In 2019, Kriseman released his “For All, From All” Housing Plan, which proposed dedicating $60 million over the 10 years to affordable housing, from a number of funding sources, an average of $6 million each year. The plan includes $10 million of city-owned land and future acquisitions allocated for housing that is affordable, $15 million in Penny for Pinellas funds (which had already been allocated to affordable housing by City Council in 2017), $8.5 million from the South St. Petersburg Community Redevelopment Area for projects within the CRA boundaries, and $2.5 million funds from a revised FAR bonus.
The other $20 million was supposed to come from a linkage fee, an impact fee paid by developers and based on square footage of new market rate construction. A proposed ordinance that would instate a linkage fee has been tabled indefinitely, since the start of the COVID-19 pandemic. It remains unclear where the outstanding $20 million will come from to bring the plan to fruition.
Dream Defenders brought together a coalition of local leaders, including Terron Gland, the de facto leader of St. Petersburg’s local protests that gather at City Hall at 2 and 7 p.m. every day. He argued that now is the time to capitalize on the momentum of the movement to make real change.
“We’re not going to stop,” Gland said. “I speak for myself, I’m not going to stop. Continue bringing the change, bring your friends, bring the Gatorade, bring the water, bring an umbrella, bring a towel … Listen, if you’ve got to bring your blow up mattress in the back of your truck and take a nap, whatever it takes, do what it takes.”
“We have the power to change now, he said. “The pot is boiling now, don’t let it stop … We’ve been peaceful, now is the time to put the fire to their feet, to demand what we want. Now is crunch time, to start sending in our demands.”
They also welcomed Rev. JC Pritchett, president of the Interdenominational Ministerial Alliance of St. Petersburg. Clad in a shirt that read “Christian, Jew, Muslim, Neither,” Pritchett alluded to scripture to guide the conversation. He spoke of the book of Matthew 20:16, which reads:”So the last will be first, and the first will be last.”
“The first shall be last. That makes people as nervous today as it did 2,000 years ago,” Pritchett said. “There’s a shifting going on. There needs to be a shifting of priorities, a shifting of principles, a shifting of resources, and yes, a shifting of money.
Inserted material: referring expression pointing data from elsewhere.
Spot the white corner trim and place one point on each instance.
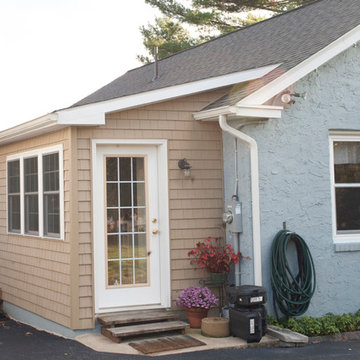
(313, 62)
(256, 111)
(94, 114)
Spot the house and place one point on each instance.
(97, 217)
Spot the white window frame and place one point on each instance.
(39, 154)
(341, 238)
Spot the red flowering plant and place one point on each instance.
(211, 256)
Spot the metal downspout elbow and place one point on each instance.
(255, 199)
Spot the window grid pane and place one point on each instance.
(51, 195)
(347, 188)
(31, 197)
(13, 180)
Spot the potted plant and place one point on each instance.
(197, 301)
(212, 256)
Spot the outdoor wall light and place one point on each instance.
(184, 165)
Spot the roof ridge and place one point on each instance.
(229, 33)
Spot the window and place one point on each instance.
(13, 168)
(346, 186)
(35, 193)
(51, 194)
(31, 197)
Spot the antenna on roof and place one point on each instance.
(156, 66)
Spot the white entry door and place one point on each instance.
(127, 227)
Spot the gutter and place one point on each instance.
(255, 199)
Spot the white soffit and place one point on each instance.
(40, 126)
(256, 111)
(94, 114)
(313, 62)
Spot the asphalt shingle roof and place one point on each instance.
(287, 39)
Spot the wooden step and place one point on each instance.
(136, 317)
(118, 333)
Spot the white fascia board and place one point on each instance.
(256, 111)
(212, 114)
(94, 114)
(310, 64)
(40, 126)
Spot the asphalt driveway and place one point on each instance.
(22, 342)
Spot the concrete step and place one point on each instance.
(118, 333)
(138, 317)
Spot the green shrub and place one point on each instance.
(328, 324)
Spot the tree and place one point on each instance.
(210, 18)
(169, 36)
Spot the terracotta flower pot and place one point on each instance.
(195, 315)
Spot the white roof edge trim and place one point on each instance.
(38, 126)
(256, 111)
(296, 73)
(212, 114)
(94, 114)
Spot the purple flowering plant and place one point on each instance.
(197, 297)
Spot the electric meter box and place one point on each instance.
(246, 295)
(233, 215)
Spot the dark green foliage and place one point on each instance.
(169, 36)
(210, 18)
(328, 324)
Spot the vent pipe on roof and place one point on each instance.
(156, 66)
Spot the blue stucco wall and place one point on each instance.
(295, 180)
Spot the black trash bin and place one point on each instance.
(248, 315)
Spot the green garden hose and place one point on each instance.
(291, 293)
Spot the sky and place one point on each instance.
(55, 52)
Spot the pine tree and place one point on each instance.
(209, 18)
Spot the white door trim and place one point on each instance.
(163, 215)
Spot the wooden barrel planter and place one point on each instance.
(215, 327)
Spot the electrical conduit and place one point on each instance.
(254, 173)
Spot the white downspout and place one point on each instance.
(254, 173)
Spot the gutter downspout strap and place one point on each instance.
(254, 173)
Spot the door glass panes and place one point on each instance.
(127, 262)
(31, 195)
(13, 181)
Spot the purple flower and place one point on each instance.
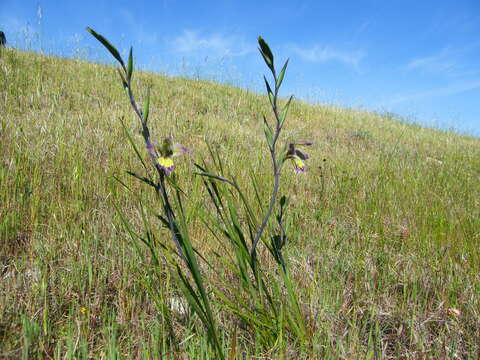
(298, 155)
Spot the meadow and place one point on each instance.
(383, 244)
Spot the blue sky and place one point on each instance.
(418, 59)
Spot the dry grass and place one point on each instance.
(384, 227)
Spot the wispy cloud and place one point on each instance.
(192, 42)
(318, 53)
(135, 28)
(444, 61)
(448, 90)
(450, 61)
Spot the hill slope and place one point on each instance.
(386, 221)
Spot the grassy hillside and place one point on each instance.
(384, 241)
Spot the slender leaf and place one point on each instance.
(130, 65)
(113, 50)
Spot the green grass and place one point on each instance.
(384, 227)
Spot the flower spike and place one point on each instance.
(298, 155)
(168, 150)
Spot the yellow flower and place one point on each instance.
(167, 151)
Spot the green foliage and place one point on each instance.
(382, 235)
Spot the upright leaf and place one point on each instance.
(130, 65)
(266, 53)
(113, 50)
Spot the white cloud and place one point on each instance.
(318, 53)
(450, 61)
(191, 43)
(444, 61)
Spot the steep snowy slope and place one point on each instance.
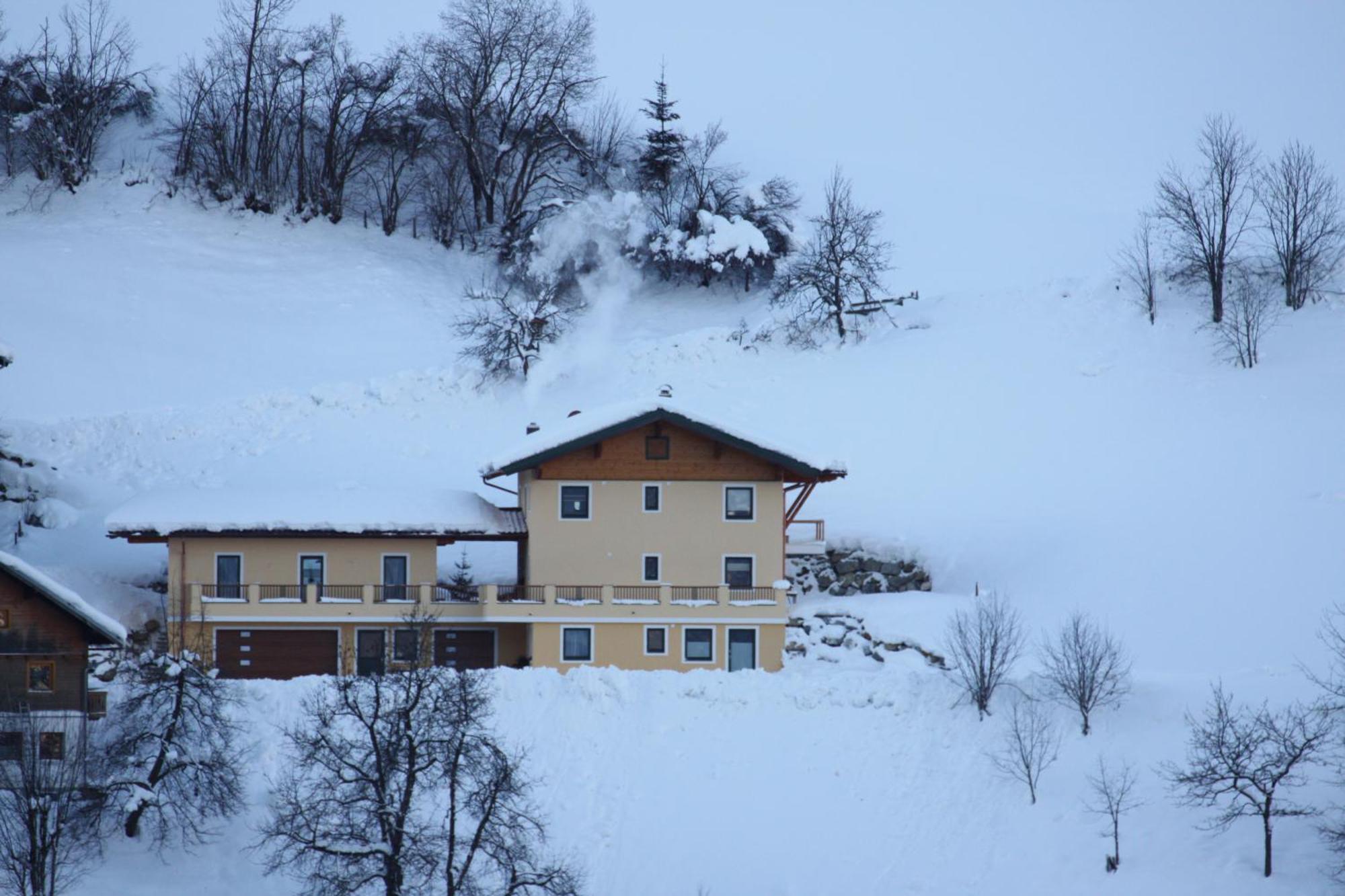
(1043, 440)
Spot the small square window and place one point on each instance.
(656, 642)
(738, 572)
(42, 678)
(52, 744)
(657, 448)
(406, 646)
(699, 645)
(739, 502)
(578, 645)
(575, 502)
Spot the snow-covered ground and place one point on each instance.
(1044, 442)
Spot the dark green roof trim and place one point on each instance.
(793, 464)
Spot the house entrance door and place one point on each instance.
(742, 649)
(369, 653)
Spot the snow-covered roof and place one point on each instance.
(64, 598)
(602, 423)
(350, 512)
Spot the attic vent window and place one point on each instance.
(657, 448)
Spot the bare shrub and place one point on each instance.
(1114, 795)
(1085, 667)
(841, 264)
(984, 645)
(1241, 760)
(1139, 267)
(1031, 744)
(1301, 210)
(1249, 315)
(512, 319)
(1208, 212)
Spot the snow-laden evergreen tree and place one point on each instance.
(664, 143)
(177, 751)
(462, 580)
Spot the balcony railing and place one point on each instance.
(508, 595)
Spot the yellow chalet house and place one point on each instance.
(648, 536)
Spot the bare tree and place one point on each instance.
(1085, 667)
(384, 771)
(1114, 795)
(1239, 762)
(71, 87)
(984, 645)
(502, 80)
(176, 748)
(512, 319)
(1250, 314)
(49, 818)
(1207, 213)
(843, 263)
(1139, 267)
(1303, 217)
(1031, 744)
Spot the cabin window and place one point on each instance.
(657, 448)
(575, 502)
(42, 677)
(699, 645)
(313, 569)
(52, 744)
(656, 641)
(406, 646)
(396, 575)
(229, 576)
(738, 572)
(740, 502)
(578, 645)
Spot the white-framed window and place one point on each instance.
(740, 571)
(697, 645)
(740, 503)
(656, 641)
(229, 576)
(576, 643)
(396, 576)
(576, 501)
(313, 569)
(652, 568)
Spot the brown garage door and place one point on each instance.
(465, 647)
(271, 653)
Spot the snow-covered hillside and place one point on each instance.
(1044, 442)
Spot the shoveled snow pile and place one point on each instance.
(353, 510)
(63, 596)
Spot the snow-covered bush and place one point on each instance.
(176, 748)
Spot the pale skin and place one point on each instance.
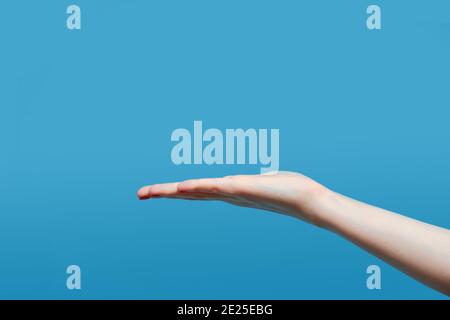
(419, 249)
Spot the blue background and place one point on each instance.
(86, 118)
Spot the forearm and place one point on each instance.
(419, 249)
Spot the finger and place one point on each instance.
(158, 190)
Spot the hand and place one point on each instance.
(284, 192)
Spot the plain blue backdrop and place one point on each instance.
(86, 118)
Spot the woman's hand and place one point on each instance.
(417, 248)
(285, 192)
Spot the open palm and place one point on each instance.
(284, 192)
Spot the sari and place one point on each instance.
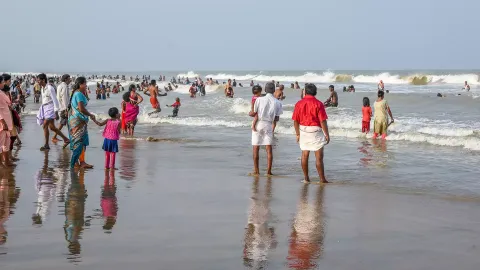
(77, 127)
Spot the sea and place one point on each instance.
(184, 199)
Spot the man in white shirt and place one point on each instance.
(268, 109)
(48, 112)
(63, 96)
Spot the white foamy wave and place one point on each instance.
(241, 106)
(189, 74)
(192, 121)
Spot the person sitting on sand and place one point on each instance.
(380, 122)
(176, 107)
(332, 101)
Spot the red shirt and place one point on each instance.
(367, 114)
(309, 112)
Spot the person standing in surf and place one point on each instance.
(381, 86)
(268, 110)
(380, 122)
(63, 96)
(48, 112)
(310, 123)
(152, 91)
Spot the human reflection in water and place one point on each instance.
(45, 187)
(127, 159)
(366, 150)
(9, 195)
(260, 236)
(308, 230)
(108, 201)
(75, 213)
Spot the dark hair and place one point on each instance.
(65, 77)
(126, 96)
(256, 89)
(42, 77)
(366, 102)
(310, 89)
(113, 112)
(270, 88)
(79, 81)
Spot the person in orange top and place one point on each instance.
(367, 115)
(310, 122)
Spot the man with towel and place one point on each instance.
(268, 109)
(310, 122)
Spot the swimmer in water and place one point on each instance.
(332, 101)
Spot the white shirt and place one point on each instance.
(49, 95)
(267, 108)
(63, 96)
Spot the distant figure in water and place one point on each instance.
(380, 122)
(332, 101)
(176, 107)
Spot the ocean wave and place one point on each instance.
(331, 77)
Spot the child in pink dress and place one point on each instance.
(111, 135)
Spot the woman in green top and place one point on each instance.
(78, 121)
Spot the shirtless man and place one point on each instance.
(381, 86)
(332, 101)
(279, 92)
(153, 93)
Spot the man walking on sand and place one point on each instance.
(268, 110)
(310, 122)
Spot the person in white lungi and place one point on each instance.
(310, 122)
(268, 110)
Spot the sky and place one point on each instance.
(152, 35)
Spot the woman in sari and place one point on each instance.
(131, 109)
(77, 123)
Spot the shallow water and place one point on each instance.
(187, 202)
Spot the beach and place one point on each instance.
(187, 201)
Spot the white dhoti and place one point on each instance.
(311, 138)
(264, 134)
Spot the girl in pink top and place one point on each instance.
(111, 135)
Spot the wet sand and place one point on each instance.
(177, 204)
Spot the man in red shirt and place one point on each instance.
(310, 122)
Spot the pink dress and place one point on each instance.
(5, 114)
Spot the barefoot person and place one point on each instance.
(48, 112)
(268, 110)
(78, 123)
(152, 91)
(63, 96)
(6, 124)
(310, 122)
(380, 120)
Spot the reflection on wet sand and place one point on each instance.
(260, 236)
(308, 231)
(9, 195)
(45, 187)
(128, 159)
(75, 214)
(108, 201)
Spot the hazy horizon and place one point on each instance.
(215, 35)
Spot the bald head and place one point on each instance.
(270, 88)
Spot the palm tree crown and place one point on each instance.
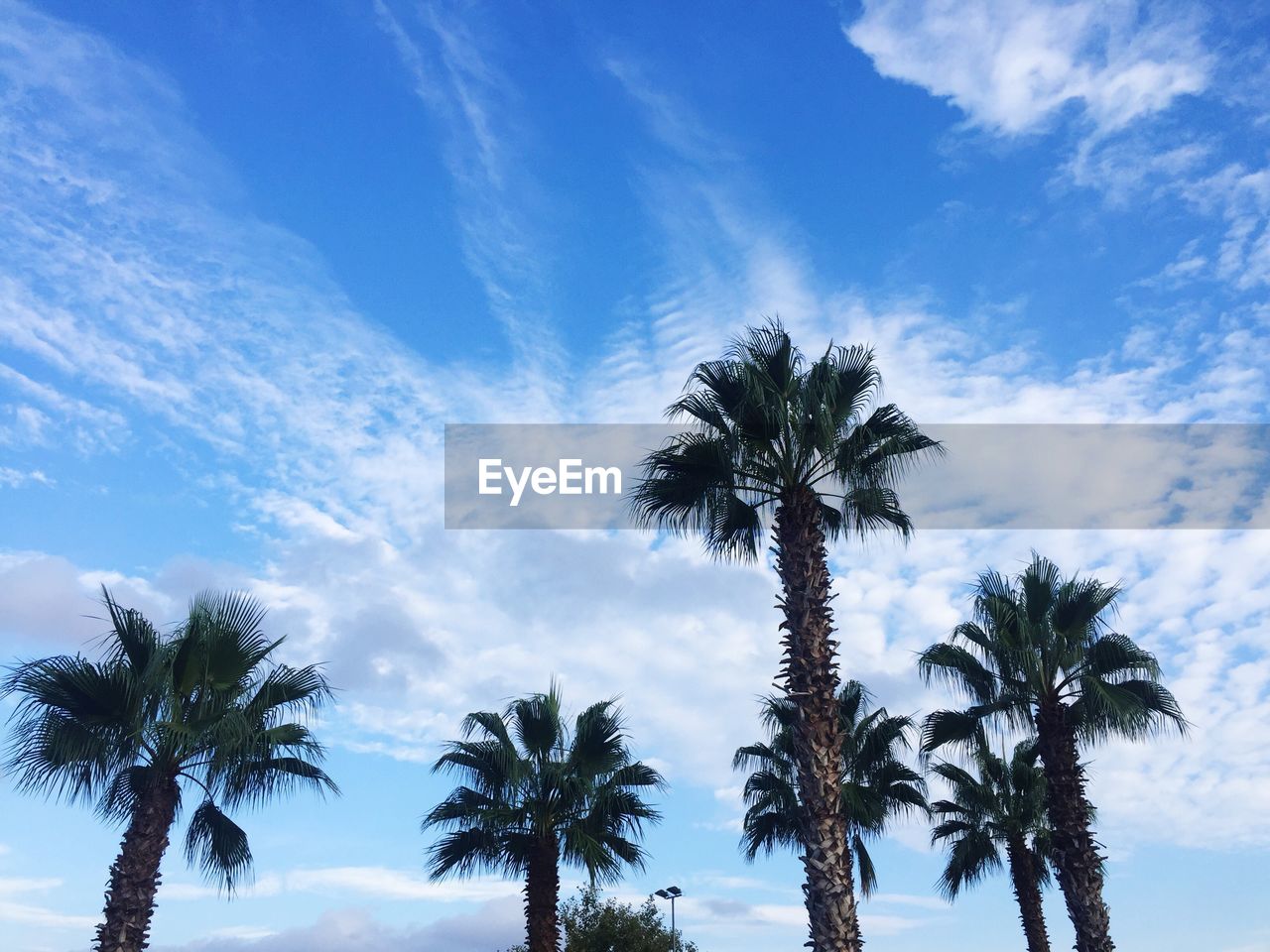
(1039, 643)
(766, 424)
(998, 809)
(876, 784)
(1039, 655)
(1001, 803)
(200, 708)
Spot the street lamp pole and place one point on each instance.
(672, 892)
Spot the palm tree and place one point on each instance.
(200, 711)
(876, 784)
(1002, 806)
(1040, 656)
(539, 793)
(769, 430)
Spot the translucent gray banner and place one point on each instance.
(994, 476)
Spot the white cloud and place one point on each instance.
(1014, 66)
(334, 429)
(27, 914)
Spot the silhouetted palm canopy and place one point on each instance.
(766, 421)
(1002, 801)
(202, 706)
(530, 778)
(1042, 640)
(876, 784)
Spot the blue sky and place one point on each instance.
(253, 257)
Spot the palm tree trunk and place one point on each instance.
(541, 895)
(130, 898)
(812, 680)
(1076, 858)
(1026, 880)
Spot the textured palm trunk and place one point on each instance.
(1076, 858)
(541, 895)
(812, 680)
(1026, 880)
(130, 898)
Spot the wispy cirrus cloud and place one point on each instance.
(137, 285)
(454, 76)
(1012, 67)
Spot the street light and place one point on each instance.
(672, 892)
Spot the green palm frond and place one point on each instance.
(765, 422)
(203, 706)
(1042, 640)
(217, 846)
(997, 807)
(876, 784)
(535, 780)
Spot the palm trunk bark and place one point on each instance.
(130, 898)
(541, 895)
(1076, 858)
(811, 674)
(1026, 881)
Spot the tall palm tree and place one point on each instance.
(1040, 656)
(771, 431)
(199, 711)
(538, 793)
(1002, 805)
(876, 784)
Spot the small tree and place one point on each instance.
(592, 924)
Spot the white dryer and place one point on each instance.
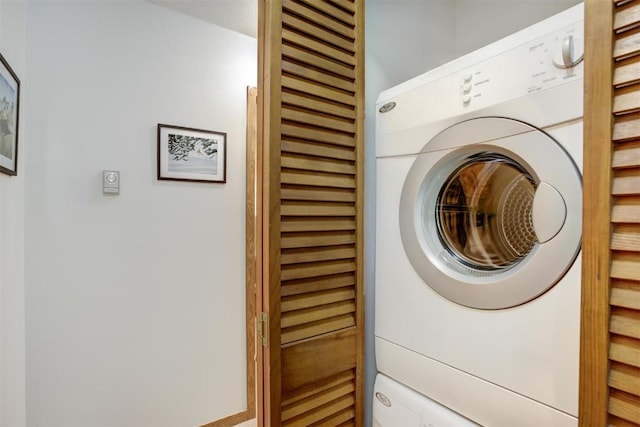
(479, 205)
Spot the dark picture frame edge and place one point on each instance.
(12, 74)
(221, 177)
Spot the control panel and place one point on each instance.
(540, 64)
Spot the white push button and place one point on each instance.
(111, 182)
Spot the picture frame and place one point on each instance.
(189, 154)
(9, 118)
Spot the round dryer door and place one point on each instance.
(492, 224)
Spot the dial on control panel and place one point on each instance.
(570, 54)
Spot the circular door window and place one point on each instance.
(494, 224)
(484, 212)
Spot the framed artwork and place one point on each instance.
(188, 154)
(9, 108)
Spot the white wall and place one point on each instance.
(135, 302)
(12, 196)
(480, 22)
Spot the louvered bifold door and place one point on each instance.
(610, 368)
(312, 70)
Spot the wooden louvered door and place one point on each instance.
(610, 349)
(311, 94)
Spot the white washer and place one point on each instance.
(395, 405)
(479, 205)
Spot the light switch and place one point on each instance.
(111, 182)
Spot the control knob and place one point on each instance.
(571, 53)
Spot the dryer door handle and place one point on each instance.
(549, 212)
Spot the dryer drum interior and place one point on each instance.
(491, 223)
(484, 212)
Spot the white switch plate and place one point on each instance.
(111, 182)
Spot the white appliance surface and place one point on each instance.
(502, 367)
(396, 405)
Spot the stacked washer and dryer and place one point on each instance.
(479, 204)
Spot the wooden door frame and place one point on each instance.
(252, 264)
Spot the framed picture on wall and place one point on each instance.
(188, 154)
(9, 108)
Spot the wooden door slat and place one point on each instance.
(319, 105)
(301, 55)
(319, 18)
(627, 72)
(627, 155)
(627, 100)
(304, 392)
(318, 32)
(317, 76)
(625, 378)
(627, 17)
(317, 284)
(315, 401)
(311, 70)
(316, 194)
(323, 49)
(625, 322)
(626, 128)
(323, 412)
(314, 329)
(307, 300)
(341, 419)
(626, 238)
(330, 10)
(303, 224)
(317, 135)
(626, 185)
(307, 271)
(326, 92)
(314, 314)
(318, 120)
(627, 46)
(299, 256)
(318, 180)
(622, 213)
(319, 239)
(624, 269)
(317, 210)
(324, 165)
(624, 405)
(318, 150)
(625, 350)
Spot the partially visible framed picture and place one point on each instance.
(187, 154)
(9, 107)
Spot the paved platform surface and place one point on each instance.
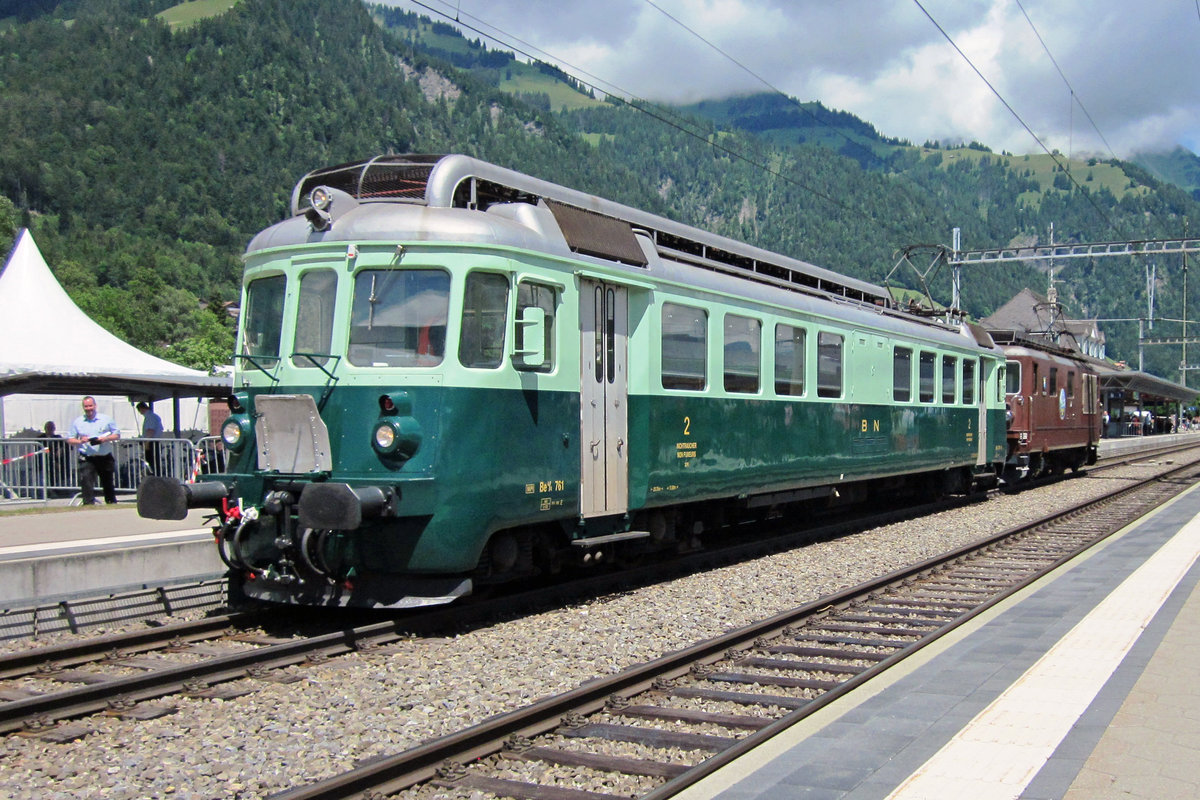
(1084, 686)
(58, 553)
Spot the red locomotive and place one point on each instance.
(1054, 411)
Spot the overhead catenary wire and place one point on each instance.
(1074, 95)
(1012, 110)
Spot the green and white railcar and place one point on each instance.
(450, 373)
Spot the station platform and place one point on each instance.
(54, 553)
(1084, 686)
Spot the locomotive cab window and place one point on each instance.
(684, 347)
(949, 378)
(1013, 377)
(901, 374)
(264, 317)
(829, 364)
(315, 318)
(399, 318)
(544, 298)
(485, 308)
(743, 346)
(789, 360)
(927, 377)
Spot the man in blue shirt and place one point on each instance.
(151, 428)
(93, 435)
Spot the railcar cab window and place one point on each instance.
(684, 347)
(949, 378)
(927, 378)
(743, 346)
(264, 317)
(1013, 377)
(969, 382)
(901, 374)
(485, 307)
(399, 318)
(537, 295)
(315, 318)
(829, 364)
(789, 360)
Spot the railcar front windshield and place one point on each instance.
(399, 318)
(264, 317)
(1013, 377)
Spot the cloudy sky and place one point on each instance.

And that makes folks nervous.”
“Jesus in that parable tells us that you’re going to wake up one day and everybody who’s first in line, who has the most money, the most power, the most housing, the most security, will be last,” he said. “When the shifting happens, those who were neglected, those who didn’t have adequate housing, or transportation, or wages, will be first.”
“Some stuff is going to get moved around: dollars, jobs, allocations, priorities, policy,” Pritchett said. “Instead of using our income, our wealth and our resources to prosecute people and to lock up people, instead there’s going to be a shift in those economics, dollars and resources will be used for mental health, for counseling, for love. When the shift happens, instead of locking folks up, we’ll focus on what we can do to keep folks out of bondage and chains.”
Epiphany Summers, Statewide Organizing Director for Dream Defenders, told the St. Pete Catalyst that the organization plans to release a list of specific policy demands Friday, June 19 – also known as Juneteenth, the celebration of the official end of slavery – at 3 p.m. at City Hall.